Rereading this again (the benefits of insomnia), what moved me most is the heartbreaking line about following the thread of “young love as far as it went,” which subtly suggests the stars you repeatedly invoke prior to that penultimate point and then again in your last, devastating, sentence. The thread should lead us to those stars, the origin of light and life as opposed to “clumps of rock.” The thread should lead us to love at its highest.

But you couldn’t reach those celestial wonders in this case due to circumstance and tragedy: your stars were instead crossed because of youth, and the too soon specter of your first love’s early passing that haunts the essay. (Which also makes the final lines about Kant and Freud so powerfully intelligent.)

Sorry for my half-assed old academic’s rambling btw, but I too suffered a loss early in life and your essay spoke to me: such a beautiful tribute and elegy, Ella.

It echoes, for me, Gilbert’s “Flying And Failure” about a love that has run its course and yet... Yours is like the too early elegiac counterpart to his elegiac, yet ecstatic, meditation on the too late…and yet!:

Everyone forgets that Icarus also flew.

It’s the same when love comes to an end,

or the marriage fails and people say

they knew it was a mistake, that everybody

said it would never work.
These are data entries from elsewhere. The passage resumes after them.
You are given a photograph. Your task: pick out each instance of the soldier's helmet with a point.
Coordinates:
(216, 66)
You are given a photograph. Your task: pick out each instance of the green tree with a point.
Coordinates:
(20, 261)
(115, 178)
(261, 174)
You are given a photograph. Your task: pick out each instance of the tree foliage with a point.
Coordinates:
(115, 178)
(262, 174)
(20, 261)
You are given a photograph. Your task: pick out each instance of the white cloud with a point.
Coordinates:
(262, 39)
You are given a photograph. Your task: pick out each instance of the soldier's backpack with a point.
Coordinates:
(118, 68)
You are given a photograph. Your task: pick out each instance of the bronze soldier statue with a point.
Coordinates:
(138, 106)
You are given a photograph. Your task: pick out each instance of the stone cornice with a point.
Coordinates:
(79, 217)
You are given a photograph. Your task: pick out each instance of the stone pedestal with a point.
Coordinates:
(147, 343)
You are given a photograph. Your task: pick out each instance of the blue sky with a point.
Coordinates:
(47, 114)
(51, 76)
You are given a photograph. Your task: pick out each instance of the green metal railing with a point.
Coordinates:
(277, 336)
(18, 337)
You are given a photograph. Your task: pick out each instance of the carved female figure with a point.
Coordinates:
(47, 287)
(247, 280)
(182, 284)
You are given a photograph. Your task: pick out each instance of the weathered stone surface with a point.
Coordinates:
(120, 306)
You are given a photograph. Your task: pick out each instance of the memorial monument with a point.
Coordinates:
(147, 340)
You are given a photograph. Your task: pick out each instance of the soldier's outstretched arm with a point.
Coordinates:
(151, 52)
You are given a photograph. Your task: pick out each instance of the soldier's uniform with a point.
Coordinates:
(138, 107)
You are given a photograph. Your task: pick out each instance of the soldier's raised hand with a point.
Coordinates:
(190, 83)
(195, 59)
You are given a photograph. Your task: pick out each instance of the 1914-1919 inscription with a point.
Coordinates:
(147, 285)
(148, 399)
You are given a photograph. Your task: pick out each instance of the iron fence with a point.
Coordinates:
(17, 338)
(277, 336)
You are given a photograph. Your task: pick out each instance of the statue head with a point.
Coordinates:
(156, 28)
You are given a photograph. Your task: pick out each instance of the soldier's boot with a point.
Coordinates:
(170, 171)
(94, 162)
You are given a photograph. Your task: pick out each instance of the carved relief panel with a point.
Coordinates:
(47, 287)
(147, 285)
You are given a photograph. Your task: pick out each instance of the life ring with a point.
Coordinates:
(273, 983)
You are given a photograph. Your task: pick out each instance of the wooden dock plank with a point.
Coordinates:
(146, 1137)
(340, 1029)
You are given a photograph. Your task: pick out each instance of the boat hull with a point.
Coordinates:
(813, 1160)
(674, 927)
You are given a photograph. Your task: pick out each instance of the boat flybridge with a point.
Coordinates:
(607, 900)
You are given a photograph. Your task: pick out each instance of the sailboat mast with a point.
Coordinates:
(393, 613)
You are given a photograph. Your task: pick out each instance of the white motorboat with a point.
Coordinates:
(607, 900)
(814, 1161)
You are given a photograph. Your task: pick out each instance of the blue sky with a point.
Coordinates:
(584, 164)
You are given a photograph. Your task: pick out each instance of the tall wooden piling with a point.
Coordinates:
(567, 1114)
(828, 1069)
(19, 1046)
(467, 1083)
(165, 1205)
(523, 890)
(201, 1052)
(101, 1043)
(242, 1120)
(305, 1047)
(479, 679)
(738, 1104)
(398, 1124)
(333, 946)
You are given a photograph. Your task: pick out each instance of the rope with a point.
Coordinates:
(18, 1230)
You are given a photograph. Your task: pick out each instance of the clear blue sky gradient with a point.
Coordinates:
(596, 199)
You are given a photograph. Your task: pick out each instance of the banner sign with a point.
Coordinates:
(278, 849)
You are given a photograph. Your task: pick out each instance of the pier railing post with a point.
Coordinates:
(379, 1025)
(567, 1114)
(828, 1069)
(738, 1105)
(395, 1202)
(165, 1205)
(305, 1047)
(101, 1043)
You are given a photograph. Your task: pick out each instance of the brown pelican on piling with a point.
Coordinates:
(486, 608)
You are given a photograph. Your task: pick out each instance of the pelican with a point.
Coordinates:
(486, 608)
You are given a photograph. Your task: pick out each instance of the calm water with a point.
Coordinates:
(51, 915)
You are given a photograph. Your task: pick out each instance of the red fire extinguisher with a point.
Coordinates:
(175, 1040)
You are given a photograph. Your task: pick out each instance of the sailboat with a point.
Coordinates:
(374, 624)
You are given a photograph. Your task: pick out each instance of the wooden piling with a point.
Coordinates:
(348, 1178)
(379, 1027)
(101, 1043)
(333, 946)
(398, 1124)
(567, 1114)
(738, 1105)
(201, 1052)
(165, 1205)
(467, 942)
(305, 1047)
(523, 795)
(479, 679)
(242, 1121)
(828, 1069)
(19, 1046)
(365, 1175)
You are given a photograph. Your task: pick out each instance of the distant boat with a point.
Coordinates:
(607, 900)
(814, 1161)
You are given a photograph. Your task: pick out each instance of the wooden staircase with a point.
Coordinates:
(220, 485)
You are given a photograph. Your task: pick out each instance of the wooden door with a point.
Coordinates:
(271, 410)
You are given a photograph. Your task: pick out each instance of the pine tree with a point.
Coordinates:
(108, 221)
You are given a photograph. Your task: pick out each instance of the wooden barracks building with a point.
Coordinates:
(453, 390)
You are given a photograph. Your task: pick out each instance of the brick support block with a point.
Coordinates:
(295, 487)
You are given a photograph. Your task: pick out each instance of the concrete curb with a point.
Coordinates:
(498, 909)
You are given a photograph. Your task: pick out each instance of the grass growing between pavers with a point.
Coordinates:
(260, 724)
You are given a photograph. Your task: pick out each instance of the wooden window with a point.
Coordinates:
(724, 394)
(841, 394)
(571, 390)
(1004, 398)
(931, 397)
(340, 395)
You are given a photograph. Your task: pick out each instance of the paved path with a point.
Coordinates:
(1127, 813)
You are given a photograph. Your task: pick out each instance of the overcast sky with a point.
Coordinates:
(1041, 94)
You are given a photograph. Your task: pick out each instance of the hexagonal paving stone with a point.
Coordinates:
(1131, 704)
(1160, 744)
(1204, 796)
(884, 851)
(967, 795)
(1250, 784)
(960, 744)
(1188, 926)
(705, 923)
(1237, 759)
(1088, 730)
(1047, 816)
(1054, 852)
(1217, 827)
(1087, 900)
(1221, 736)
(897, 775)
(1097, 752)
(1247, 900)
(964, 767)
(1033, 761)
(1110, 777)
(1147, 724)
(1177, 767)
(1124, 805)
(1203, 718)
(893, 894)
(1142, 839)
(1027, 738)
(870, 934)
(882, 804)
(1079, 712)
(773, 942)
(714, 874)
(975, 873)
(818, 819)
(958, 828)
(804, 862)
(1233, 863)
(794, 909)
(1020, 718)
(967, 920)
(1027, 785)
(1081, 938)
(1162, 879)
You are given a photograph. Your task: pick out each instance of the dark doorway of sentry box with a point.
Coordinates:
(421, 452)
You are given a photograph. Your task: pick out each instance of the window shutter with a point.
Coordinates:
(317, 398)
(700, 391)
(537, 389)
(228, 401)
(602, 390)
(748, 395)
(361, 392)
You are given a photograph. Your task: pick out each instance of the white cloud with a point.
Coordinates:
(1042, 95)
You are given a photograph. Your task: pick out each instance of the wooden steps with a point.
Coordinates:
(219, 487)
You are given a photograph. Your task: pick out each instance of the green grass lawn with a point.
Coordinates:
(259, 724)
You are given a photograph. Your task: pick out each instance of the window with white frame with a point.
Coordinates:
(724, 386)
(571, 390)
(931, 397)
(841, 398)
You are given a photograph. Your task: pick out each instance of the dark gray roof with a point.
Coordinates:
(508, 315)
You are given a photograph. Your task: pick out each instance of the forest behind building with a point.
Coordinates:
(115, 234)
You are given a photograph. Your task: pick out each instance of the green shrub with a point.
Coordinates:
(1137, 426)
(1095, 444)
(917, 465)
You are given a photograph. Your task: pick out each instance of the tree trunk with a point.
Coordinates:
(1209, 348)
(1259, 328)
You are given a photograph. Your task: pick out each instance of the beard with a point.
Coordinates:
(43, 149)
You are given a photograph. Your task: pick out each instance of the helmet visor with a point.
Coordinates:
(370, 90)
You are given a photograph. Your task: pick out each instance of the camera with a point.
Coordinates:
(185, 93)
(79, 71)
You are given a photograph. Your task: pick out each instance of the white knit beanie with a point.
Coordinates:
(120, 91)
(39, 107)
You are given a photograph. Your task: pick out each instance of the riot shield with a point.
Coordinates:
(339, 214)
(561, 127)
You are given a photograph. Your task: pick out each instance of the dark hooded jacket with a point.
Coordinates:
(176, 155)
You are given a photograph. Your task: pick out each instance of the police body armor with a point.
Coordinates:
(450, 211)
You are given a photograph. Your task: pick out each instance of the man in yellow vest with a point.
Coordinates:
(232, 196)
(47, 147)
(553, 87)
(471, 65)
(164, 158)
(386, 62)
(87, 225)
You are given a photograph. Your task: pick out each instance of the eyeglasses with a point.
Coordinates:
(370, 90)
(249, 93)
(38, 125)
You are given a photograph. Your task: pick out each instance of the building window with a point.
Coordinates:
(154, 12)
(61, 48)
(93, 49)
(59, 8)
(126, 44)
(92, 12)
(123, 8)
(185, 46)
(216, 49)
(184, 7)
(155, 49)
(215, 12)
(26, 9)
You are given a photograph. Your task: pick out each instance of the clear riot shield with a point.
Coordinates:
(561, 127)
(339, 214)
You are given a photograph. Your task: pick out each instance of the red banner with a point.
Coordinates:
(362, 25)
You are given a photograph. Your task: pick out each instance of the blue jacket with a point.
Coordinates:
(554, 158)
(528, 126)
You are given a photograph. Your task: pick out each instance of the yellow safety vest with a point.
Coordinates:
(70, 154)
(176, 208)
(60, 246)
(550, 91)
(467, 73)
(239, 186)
That she was

old enough to know better. But anything

worth doing is worth doing badly.

Like being there by that summer ocean

on the other side of the island while

love was fading out of her, the stars

burning so extravagantly those nights that

anyone could tell you they would never last.

Every morning she was asleep in my bed

like a visitation…

Gonna post on this and post the poem. Your work always both moves me and makes me think. Thank you, Ella, and keep going!